Irgendwie hatte ich immer gedacht, alle Städte wären gleich mächtig. Darum dieser ständige Kampf ohne Sieg. Wer waren also diese fünf?
„Sie lassen mir keine Wahl oder?" Es war im Grunde eine sinnlose Frage. Ich kannte die Antwort bereits.

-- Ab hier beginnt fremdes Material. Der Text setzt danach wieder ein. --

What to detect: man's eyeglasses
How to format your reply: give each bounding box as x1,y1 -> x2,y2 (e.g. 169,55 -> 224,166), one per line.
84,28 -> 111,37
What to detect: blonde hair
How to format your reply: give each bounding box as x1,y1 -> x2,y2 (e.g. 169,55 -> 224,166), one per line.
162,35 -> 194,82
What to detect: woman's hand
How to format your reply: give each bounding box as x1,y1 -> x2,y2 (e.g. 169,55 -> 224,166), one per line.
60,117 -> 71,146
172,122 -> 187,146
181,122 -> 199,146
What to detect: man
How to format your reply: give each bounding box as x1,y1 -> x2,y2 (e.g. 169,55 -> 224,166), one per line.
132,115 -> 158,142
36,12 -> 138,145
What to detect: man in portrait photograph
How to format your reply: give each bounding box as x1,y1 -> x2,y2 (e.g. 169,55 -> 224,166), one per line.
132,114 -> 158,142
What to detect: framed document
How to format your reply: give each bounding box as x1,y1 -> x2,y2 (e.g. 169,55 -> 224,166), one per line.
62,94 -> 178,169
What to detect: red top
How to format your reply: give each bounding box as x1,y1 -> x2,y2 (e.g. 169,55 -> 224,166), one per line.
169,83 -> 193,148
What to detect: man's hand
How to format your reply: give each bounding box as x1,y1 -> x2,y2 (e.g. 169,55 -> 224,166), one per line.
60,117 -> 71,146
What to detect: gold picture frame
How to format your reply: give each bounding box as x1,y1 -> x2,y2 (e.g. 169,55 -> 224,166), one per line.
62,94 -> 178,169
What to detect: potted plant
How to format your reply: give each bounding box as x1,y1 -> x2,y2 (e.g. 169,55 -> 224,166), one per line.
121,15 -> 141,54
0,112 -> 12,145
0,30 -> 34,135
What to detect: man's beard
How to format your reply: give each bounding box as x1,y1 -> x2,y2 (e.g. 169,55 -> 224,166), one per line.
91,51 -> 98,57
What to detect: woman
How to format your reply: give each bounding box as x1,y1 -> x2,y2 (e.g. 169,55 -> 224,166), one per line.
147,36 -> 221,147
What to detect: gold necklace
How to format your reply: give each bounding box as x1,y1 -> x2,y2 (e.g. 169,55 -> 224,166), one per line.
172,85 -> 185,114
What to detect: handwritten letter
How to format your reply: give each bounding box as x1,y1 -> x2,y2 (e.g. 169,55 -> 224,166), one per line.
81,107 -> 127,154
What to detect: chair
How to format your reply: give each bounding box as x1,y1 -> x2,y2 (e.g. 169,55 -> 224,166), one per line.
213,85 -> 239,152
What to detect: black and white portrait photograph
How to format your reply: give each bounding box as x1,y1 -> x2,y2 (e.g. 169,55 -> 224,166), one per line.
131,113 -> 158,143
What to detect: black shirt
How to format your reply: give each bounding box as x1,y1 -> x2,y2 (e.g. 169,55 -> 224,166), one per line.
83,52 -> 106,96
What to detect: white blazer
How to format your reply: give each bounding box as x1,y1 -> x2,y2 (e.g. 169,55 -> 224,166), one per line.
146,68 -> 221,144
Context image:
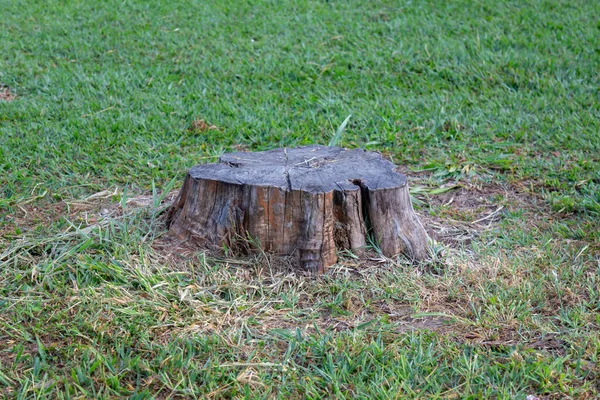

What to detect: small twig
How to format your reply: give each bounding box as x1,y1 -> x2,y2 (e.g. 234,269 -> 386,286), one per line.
471,206 -> 504,224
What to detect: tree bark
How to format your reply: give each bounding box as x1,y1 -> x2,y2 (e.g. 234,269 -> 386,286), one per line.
167,145 -> 429,272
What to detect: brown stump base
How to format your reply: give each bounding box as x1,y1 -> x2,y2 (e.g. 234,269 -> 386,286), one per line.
167,145 -> 429,272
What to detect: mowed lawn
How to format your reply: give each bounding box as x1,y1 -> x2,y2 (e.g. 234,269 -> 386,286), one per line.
0,0 -> 600,399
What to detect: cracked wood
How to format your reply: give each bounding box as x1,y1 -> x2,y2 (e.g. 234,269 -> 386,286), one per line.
167,145 -> 429,272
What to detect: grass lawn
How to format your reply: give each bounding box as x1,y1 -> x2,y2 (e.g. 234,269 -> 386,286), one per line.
0,0 -> 600,399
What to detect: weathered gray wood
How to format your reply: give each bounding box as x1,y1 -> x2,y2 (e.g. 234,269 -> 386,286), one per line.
167,145 -> 429,271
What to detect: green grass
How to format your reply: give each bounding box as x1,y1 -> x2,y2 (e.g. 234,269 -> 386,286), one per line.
0,0 -> 600,398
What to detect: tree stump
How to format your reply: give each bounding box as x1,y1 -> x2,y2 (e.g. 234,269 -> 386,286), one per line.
167,145 -> 429,272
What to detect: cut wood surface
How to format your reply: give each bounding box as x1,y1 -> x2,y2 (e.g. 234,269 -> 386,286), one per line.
167,145 -> 429,272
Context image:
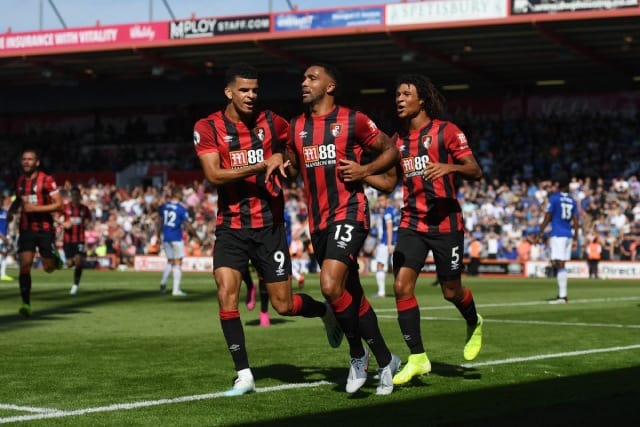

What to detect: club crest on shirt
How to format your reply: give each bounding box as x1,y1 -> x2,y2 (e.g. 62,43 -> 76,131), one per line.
253,127 -> 264,141
422,135 -> 431,149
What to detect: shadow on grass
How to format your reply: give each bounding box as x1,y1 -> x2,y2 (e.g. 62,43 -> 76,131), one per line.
0,289 -> 160,331
235,365 -> 640,427
0,284 -> 217,331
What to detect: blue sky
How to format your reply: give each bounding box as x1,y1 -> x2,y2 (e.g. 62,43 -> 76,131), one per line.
0,0 -> 399,34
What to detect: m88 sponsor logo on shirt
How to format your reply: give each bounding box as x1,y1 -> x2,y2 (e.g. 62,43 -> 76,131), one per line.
402,154 -> 429,178
229,149 -> 264,169
302,144 -> 336,168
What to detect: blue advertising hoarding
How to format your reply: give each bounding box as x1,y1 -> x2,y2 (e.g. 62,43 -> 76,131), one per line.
274,7 -> 384,31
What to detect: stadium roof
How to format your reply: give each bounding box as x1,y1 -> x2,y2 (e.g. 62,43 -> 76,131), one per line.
0,6 -> 640,98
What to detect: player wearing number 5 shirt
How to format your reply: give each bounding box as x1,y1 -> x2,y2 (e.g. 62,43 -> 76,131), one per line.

„Dein Seemannsfreund ist hier. Nur bin ich immer noch nicht sicher, was man mit Verrätern anstellt. Kerker oder Brunnen?" Ein spöttisches Grinsen zeigte sich auf dem Gesicht des Königs. Ich kniff die Lippen zu einem schmalen Strich zusammen. Wütend ballten sich meine Fäuste. Dan war nicht wirklich einer meiner engsten Freunde. Er tauchte oftmals nur auf, wenn er etwas brauchte und doch war diese Situation anders. Dan hatte mir Essen angeboten, als ich nichts hatte. Er hatte mir eine Waffe geschenkt, hatte mich ermutigt. Er war es, der mir das Leben gerettet hatte und nun musste ich seines retten.
„Abgemacht. Dan wird leben und ich bringe Ihnen da Buch."
„Über ein Leben entscheiden wir, sobald du wieder da bist. Das Schiff das du suchen musst, trägt keinen Namen."
Er schloss für einen kurzen Moment seine Augen. „Und nun geh."